Fertility in the workplace

Patient support charity Fertility Network UK have launched a new initiative this week called Fertility in the Workplace to try to raise awareness of how difficult it can be for people going through treatment to deal with work.

FNUK chief executive Aileen Feeney said: ‘Fertility treatment is on the increase with approaching 68,000 treatment cycles carried out every year in the UK and 1 in 6 couples (3.5 million people) affected, yet the majority of employers do not have a workplace policy providing the vital support employees going through fertility treatment need. Research shows having a supportive fertility in the workplace policy is good for business and employees – levels of distress associated with fertility treatment are reduced and employees are more likely to be productive and remain in work – that’s why Fertility Network is launching Fertility in the Workplace – an initiative designed to help employers support employees facing fertility challenges.‘Careers need not be damaged or jobs lost if there is an appropriate fertility in the workplace policy identifying the specific support available for couples or individuals having IVF. Introducing Fertility Network’s Fertility in the Workplace initiative ensures employees are treated fairly and empathetically and feel fully supported. The initiative provides a framework for employers to implement a fertility in the workplace policy and, crucially, provides guidance for both employees and for employers, who may have limited understanding of the impact of infertility and what fertility treatment is really like.’

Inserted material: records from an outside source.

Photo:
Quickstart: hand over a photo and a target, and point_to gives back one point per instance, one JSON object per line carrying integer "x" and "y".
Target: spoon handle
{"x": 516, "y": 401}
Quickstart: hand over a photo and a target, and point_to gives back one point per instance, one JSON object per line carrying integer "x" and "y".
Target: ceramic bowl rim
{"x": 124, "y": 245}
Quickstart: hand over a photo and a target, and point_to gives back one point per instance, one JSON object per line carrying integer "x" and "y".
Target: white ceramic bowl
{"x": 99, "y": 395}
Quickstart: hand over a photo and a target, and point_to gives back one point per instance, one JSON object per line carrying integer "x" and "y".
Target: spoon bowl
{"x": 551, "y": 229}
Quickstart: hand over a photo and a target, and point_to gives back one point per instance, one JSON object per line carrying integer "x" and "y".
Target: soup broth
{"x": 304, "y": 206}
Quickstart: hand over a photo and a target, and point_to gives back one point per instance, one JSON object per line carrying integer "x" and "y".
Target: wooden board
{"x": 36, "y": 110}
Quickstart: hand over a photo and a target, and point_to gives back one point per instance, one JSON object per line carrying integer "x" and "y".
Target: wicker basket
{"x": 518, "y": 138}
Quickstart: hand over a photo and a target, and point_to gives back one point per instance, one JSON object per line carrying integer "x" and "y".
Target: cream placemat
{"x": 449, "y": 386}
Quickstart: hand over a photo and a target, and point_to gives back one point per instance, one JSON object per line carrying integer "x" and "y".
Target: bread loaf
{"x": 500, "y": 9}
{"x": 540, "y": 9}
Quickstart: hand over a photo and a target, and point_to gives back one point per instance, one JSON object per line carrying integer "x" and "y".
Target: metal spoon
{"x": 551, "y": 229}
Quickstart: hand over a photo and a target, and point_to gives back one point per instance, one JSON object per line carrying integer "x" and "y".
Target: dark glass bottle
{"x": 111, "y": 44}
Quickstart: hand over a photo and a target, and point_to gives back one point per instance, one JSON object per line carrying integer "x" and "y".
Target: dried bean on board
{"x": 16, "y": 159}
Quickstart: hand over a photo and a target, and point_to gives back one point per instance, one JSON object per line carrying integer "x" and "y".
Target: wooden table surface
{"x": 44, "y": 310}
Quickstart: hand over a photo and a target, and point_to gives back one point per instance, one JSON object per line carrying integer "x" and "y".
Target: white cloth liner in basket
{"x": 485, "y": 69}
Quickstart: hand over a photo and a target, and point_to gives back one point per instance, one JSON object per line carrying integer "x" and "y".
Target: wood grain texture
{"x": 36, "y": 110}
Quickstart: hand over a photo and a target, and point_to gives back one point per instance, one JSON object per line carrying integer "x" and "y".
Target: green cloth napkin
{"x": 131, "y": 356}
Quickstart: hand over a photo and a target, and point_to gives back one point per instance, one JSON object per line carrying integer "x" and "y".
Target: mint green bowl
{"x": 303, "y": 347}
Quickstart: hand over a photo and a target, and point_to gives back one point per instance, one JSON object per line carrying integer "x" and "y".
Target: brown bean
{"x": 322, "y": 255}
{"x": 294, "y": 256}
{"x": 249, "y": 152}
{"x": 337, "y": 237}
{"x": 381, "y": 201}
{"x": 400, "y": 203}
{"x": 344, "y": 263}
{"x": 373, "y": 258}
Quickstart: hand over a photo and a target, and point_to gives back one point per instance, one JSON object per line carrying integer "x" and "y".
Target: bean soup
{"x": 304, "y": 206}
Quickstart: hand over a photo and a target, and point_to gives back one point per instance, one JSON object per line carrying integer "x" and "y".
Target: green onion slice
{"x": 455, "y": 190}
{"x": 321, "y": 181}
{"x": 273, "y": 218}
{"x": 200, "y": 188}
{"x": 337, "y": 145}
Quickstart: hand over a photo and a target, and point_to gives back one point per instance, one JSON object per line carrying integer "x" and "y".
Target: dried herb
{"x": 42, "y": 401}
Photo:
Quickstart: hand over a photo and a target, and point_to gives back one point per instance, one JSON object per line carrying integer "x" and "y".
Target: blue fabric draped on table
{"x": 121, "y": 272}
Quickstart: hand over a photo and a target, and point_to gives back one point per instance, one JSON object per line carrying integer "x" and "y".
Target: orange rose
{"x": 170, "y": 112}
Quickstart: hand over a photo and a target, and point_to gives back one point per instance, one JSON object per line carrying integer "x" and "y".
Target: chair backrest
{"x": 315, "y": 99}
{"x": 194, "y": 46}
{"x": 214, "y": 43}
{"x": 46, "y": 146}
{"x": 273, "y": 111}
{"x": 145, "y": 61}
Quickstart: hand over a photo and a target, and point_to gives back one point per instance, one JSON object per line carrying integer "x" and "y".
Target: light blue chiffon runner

Fertility Network’s research highlights just 26 per cent of people having IVF reported their workplace had some policy relating to treatment (58 per cent said their employer did not, and 19 per cent were not sure). The lack of a fertility workplace policy was associated with even higher levels of distress.

‘Companies are failing already distressed employees if they do not provide a supportive fertility in the workplace policy,’ said Ms Feeney. ‘Fertility Network’s survey underlines just how much the lack of workplace support affects people undergoing IVF. 50 per cent of respondents worried treatment would affect their career prospects; 35 per cent felt their career was damaged.’